From the perspective of the fiscal situation, the structural deficit in Israel in 2020 was relatively high compared to OECD countries, further to its high level even before the coronavirus crisis began. In the background of the discussion on the government budget, it was noted that both the tax burden and civilian expenditure in Israel are not high compared to the OECD average.
In addition, the Governor presented the main points of the Bank of Israel plan to accelerate the economy, which was published several days ago. The plan is made up of 4 strategic activity channels that are recommended to the government, and it also includes a fiscal framework to finance them. The first channel focuses on developing human capital. This is a very important issue, as the Israeli economy is characterized by low labor productivity, which derives from weakness in human and physical capital. The way to increase the level of human capital passes through among other things the reduction of quality gaps in education, through expanding the use of digital teaching means and creating “hybrid learning”.
The second channel deals with investments in physical capital and various infrastructures: energy, communication, transportation, and more. These issues are essential to closing Israel’s labor productivity gap with other advanced economies. Among other things, the plan includes a series of policy recommendations regarding housing in Israel, and the Governor listed some of them.
The third channel refers to the financial world. Among the main recommendations, the Governor listed the promotion of the Securitization Law. The law will contribute to increasing the supply of credit in the economy, and to a more efficient distribution of the risks in it, and this ultimately lead to lower prices for consumers.

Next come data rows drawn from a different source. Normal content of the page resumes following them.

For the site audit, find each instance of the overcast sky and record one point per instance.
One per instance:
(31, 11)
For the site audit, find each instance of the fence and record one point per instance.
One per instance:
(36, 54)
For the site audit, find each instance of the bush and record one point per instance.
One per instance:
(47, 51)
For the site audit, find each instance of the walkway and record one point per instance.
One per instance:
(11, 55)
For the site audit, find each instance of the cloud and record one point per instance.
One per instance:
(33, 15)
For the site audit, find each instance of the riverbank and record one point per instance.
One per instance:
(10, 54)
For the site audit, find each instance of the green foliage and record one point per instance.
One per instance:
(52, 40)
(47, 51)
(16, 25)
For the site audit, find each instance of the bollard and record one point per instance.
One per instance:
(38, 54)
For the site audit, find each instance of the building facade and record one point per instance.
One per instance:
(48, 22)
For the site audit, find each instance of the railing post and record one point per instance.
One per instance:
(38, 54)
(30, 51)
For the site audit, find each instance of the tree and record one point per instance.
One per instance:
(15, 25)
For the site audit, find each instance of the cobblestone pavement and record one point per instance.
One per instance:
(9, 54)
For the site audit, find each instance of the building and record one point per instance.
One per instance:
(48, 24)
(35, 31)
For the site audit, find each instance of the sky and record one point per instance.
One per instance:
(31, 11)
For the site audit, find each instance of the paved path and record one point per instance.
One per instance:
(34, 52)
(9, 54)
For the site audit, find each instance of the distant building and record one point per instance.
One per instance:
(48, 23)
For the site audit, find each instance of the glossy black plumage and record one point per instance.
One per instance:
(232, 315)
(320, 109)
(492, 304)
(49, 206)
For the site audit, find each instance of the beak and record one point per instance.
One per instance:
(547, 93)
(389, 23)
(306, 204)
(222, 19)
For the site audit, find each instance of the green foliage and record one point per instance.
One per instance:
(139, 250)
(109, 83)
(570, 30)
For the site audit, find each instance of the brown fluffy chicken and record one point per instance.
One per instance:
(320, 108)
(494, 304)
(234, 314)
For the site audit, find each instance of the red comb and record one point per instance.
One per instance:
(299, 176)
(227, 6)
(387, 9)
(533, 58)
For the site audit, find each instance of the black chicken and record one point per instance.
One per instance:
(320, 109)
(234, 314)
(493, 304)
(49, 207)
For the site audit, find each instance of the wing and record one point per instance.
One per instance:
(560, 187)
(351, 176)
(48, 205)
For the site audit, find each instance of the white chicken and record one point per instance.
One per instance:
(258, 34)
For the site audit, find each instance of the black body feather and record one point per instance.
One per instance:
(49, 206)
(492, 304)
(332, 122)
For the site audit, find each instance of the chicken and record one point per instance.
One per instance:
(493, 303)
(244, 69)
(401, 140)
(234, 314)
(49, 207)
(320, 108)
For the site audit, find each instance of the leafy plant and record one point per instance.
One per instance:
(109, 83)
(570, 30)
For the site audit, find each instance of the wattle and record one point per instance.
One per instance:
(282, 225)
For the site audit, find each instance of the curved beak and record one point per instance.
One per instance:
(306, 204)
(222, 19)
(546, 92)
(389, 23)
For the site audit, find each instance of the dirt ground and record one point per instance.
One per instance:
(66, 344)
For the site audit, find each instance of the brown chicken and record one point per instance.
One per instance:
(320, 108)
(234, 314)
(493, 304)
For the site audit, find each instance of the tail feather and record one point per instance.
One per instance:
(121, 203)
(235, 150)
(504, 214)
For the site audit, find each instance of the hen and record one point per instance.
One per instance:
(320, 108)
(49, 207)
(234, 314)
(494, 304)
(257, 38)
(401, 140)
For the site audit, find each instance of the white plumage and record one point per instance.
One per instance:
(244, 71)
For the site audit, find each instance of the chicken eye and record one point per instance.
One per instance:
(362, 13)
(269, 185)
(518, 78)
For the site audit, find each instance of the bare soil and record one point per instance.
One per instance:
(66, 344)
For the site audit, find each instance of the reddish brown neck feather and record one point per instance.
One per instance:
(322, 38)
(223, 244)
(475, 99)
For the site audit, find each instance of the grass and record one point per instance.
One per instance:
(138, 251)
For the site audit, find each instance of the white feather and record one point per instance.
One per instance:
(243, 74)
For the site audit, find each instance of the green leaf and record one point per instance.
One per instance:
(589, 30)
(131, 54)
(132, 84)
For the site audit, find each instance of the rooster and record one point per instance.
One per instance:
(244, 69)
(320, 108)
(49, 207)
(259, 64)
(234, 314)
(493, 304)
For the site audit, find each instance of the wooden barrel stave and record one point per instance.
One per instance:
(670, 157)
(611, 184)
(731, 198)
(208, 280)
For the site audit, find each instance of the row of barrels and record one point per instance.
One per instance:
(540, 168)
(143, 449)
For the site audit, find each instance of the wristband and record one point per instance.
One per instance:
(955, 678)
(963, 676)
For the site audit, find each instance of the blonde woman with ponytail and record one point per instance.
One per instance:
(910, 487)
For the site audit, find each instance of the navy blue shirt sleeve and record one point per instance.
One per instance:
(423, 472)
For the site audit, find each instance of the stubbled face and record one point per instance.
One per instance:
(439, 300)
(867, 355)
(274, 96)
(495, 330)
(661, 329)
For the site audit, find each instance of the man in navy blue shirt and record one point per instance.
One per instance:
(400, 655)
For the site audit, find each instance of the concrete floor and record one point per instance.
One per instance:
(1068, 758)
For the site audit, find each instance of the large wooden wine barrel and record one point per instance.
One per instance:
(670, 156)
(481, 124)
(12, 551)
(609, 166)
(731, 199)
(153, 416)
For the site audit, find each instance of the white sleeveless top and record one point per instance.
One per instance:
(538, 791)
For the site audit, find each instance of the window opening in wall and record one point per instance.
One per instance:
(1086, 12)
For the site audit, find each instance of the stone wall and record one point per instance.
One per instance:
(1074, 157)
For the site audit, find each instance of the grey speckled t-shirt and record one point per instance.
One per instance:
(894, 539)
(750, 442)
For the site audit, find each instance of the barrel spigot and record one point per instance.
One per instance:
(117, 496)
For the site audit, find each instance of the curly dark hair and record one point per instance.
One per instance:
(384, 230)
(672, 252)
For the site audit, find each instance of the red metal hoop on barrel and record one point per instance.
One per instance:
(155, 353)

The fourth channel includes recommendations for scrubbing data and using advanced technology in government services and activity. The Governor noted that the coronavirus crisis clarified and heightened the need for high-quality and reliable government databases that will be at the basis of making economic decisions. Among the other recommendations under this channel, the Bank recommends promoting regulatory easing and reducing bureaucracy, among other things in the areas of standardization and imports.

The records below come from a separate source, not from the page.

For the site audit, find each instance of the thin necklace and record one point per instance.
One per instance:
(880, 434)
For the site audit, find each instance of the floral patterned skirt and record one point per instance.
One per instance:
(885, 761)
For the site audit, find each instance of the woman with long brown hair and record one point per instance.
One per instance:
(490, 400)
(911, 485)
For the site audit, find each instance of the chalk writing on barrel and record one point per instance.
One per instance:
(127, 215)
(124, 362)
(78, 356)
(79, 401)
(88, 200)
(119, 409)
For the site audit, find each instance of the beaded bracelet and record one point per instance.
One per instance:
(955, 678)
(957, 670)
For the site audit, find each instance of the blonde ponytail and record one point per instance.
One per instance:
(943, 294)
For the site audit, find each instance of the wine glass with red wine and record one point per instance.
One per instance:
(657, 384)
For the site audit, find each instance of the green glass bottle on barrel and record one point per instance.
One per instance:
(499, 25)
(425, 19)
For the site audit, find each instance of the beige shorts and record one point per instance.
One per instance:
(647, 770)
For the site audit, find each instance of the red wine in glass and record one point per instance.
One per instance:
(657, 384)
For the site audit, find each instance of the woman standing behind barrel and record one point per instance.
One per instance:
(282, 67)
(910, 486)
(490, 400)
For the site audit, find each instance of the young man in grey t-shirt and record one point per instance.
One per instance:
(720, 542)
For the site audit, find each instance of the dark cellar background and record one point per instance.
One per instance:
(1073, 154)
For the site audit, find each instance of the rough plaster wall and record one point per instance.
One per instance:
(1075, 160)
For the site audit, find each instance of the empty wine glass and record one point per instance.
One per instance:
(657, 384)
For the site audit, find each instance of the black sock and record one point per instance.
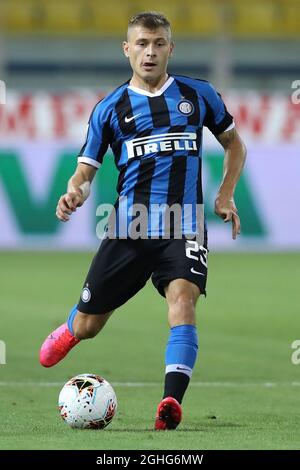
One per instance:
(175, 385)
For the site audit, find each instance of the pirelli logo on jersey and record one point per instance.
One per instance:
(160, 143)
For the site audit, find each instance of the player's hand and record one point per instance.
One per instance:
(226, 209)
(67, 204)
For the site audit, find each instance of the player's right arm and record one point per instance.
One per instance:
(89, 160)
(78, 191)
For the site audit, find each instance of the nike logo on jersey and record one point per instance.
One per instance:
(196, 272)
(129, 119)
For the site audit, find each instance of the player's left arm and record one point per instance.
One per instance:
(234, 159)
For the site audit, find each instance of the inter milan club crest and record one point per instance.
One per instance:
(185, 107)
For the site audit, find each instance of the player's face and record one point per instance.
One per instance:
(148, 52)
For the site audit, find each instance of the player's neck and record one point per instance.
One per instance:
(150, 85)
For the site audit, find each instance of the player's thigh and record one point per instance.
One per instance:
(120, 268)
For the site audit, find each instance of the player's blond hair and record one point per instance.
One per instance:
(150, 20)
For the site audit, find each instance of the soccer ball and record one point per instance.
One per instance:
(87, 401)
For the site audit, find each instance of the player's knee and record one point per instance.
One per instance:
(87, 326)
(182, 310)
(84, 331)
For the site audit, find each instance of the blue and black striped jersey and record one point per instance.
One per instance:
(156, 139)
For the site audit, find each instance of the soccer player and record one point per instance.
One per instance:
(153, 124)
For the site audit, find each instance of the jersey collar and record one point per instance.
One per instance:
(148, 93)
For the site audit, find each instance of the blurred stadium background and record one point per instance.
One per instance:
(57, 59)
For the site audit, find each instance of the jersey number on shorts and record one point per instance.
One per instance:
(195, 251)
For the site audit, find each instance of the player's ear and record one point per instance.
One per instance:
(125, 48)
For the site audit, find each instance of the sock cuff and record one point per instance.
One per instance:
(179, 368)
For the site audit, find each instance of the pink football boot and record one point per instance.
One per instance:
(168, 414)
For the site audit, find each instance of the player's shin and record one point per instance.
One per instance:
(180, 358)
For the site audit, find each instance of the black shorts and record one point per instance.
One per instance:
(121, 267)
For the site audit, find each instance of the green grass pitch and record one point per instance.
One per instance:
(244, 392)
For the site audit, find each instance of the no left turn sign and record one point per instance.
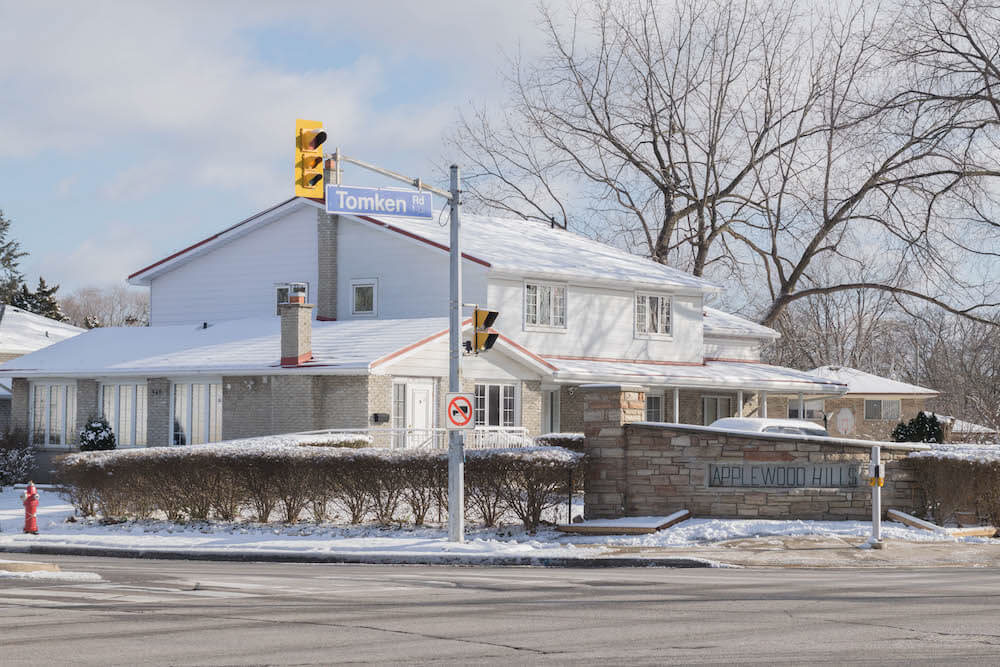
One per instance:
(459, 411)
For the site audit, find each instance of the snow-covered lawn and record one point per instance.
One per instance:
(373, 541)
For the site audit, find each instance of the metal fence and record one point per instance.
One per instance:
(481, 437)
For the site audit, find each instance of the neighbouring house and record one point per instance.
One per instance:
(871, 408)
(228, 354)
(22, 332)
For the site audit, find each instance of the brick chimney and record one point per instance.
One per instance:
(296, 327)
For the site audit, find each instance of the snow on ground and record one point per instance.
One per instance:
(430, 541)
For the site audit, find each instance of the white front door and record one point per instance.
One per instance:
(420, 412)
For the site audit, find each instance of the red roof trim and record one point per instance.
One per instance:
(422, 239)
(210, 238)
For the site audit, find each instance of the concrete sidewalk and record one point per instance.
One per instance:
(771, 552)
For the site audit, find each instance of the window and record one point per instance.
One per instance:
(197, 413)
(654, 407)
(652, 315)
(364, 297)
(545, 305)
(814, 409)
(717, 407)
(494, 405)
(882, 410)
(52, 418)
(281, 296)
(124, 406)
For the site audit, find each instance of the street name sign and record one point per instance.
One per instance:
(459, 411)
(355, 200)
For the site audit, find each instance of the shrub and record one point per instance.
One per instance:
(96, 435)
(265, 474)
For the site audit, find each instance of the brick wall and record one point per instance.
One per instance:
(326, 291)
(638, 470)
(158, 412)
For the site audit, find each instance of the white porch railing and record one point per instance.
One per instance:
(481, 437)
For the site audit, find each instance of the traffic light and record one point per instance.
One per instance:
(309, 138)
(483, 338)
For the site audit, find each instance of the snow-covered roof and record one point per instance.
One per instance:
(859, 382)
(506, 245)
(233, 347)
(713, 374)
(22, 332)
(719, 323)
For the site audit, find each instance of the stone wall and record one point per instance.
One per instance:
(637, 470)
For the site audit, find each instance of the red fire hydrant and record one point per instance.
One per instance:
(30, 500)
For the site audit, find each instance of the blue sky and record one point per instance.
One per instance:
(129, 130)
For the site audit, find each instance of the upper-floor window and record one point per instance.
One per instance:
(813, 410)
(545, 305)
(652, 315)
(124, 406)
(52, 418)
(882, 410)
(364, 297)
(281, 296)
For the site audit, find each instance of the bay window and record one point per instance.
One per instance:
(197, 413)
(545, 305)
(52, 417)
(124, 406)
(494, 405)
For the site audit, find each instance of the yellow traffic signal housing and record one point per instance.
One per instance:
(483, 338)
(309, 138)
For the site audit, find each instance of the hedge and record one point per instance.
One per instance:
(279, 478)
(954, 479)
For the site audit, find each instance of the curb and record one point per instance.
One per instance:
(360, 559)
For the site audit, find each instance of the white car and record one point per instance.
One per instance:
(763, 425)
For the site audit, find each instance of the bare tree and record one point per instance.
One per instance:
(117, 306)
(749, 140)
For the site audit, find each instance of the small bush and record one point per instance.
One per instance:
(96, 435)
(268, 474)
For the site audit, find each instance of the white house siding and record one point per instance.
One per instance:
(600, 323)
(413, 278)
(237, 279)
(732, 348)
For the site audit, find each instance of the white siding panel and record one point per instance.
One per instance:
(731, 348)
(412, 276)
(599, 323)
(236, 280)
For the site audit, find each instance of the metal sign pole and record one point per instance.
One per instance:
(456, 445)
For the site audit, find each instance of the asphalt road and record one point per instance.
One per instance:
(208, 613)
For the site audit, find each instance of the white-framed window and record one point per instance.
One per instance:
(494, 405)
(281, 295)
(52, 417)
(544, 306)
(814, 409)
(882, 409)
(653, 315)
(717, 407)
(196, 413)
(364, 297)
(654, 407)
(124, 406)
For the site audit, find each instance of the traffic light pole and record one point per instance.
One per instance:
(456, 445)
(456, 439)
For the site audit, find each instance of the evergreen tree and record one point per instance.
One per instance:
(922, 428)
(10, 255)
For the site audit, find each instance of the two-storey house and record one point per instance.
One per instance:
(369, 350)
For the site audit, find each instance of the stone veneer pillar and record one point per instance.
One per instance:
(606, 409)
(326, 244)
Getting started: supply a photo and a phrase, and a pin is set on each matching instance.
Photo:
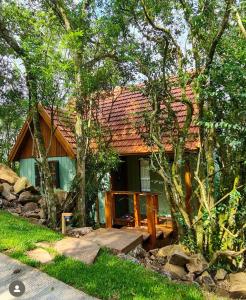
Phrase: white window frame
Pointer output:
(144, 175)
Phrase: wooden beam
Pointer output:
(108, 210)
(63, 219)
(137, 215)
(188, 188)
(156, 207)
(151, 220)
(62, 140)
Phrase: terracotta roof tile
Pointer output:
(120, 113)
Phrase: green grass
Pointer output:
(108, 278)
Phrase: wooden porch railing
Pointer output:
(151, 210)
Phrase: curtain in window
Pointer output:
(144, 175)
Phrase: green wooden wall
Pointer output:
(156, 185)
(67, 170)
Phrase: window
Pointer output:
(54, 170)
(144, 175)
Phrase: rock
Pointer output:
(42, 221)
(5, 203)
(30, 188)
(179, 258)
(128, 257)
(30, 206)
(41, 214)
(154, 251)
(170, 249)
(222, 288)
(20, 184)
(176, 272)
(6, 192)
(197, 264)
(189, 277)
(44, 244)
(17, 210)
(40, 255)
(206, 281)
(237, 285)
(220, 274)
(61, 196)
(138, 252)
(42, 203)
(81, 249)
(8, 175)
(31, 214)
(77, 232)
(26, 197)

The Governor emphasized that the overall cost of the steps in the strategic document is estimated to be about 3 percent of GDP, spread out over several years. To the extent that the government decides to adopt the recommendations, this investment is expected to yield notable benefits in the future, which will lead to an improvement in the standard of living in the Israeli economy over the long term and will help to accelerate economic growth. The Bank of Israel’s estimate is that it is a return of 15–17 percent of GDP over the coming 20 years. The Governor noted that the financing for the steps noted in the Bank’s plan rests on maintaining fiscal responsibility, which requires a 1 percent reduction in the currently high structural deficit. It is important to note that sustainable government investment, which will not lead to an unrestrained debt to GDP ratio, requires some consolidation, which will include in the future, but not now, some combination of tax increases and higher debt. In order to finance some of the reforms, some tax increase will be necessary, and the government will have to decide on the precise composition of increasing debt and raising taxes. The speech also mentioned the reference by ratings agency S&P to the importance of the debt to GDP ratio in Israel’s economy converging to around 80 percent, and the possible impact on Israel’s credit rating.

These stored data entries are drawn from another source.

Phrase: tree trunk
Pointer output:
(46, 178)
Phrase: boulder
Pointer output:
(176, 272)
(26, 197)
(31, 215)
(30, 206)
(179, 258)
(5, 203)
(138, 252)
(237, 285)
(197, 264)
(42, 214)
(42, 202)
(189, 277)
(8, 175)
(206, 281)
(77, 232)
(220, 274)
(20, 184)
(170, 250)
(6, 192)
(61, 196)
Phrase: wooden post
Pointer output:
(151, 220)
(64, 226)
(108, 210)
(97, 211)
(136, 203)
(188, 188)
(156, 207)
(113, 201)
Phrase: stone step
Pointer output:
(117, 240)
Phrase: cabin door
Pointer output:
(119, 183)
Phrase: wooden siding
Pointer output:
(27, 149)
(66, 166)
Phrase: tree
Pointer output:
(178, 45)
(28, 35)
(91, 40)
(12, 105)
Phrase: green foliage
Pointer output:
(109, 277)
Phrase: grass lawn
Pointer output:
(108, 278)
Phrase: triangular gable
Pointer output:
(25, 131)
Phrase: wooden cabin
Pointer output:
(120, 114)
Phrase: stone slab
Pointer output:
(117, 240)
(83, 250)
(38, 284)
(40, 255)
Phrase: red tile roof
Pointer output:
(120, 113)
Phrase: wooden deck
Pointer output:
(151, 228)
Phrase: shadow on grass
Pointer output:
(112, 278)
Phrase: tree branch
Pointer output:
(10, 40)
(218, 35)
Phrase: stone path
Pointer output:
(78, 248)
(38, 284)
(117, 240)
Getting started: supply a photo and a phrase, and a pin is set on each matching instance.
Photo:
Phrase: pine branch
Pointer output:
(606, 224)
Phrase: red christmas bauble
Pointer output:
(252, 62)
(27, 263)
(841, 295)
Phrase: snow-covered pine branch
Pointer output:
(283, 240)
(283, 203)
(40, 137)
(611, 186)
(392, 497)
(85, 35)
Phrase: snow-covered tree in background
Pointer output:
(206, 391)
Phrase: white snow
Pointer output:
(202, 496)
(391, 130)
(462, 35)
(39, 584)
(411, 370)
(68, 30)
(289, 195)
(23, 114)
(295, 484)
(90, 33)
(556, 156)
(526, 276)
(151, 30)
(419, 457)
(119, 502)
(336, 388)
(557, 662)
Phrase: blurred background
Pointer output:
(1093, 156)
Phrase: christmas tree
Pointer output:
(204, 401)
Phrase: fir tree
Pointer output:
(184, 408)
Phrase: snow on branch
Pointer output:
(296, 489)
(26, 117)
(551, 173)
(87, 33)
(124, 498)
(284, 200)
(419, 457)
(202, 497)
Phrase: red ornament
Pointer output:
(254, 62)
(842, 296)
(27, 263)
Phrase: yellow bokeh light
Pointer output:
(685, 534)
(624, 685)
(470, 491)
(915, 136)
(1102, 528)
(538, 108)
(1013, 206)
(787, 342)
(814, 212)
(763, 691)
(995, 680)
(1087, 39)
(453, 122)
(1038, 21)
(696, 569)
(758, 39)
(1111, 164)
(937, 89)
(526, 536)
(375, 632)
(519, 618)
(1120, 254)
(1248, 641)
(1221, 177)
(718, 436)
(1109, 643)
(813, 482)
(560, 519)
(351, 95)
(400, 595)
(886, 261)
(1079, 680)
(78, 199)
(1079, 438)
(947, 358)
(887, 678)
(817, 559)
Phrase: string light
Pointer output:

The Governor concluded his remarks by saying that the government must steer economic policy in an informed manner that will lead, in the short term and in the long term, and between the need to promote essential investments in the economy and maintaining a responsible fiscal framework. The Governor presented 2 main recommendations: First, that it is better not to raise taxes or implement budgetary restraint in 2021 or 2022, other than specific adjustments, as needed, but also to avoid decisions that will increase the structural deficit. The second is that it is required to act already today to plan the various investments in the economy in order to grow over the long term, while financing the investments and carrying them out through a combination of taxes, reducing other expenses, and debt, starting from 2023.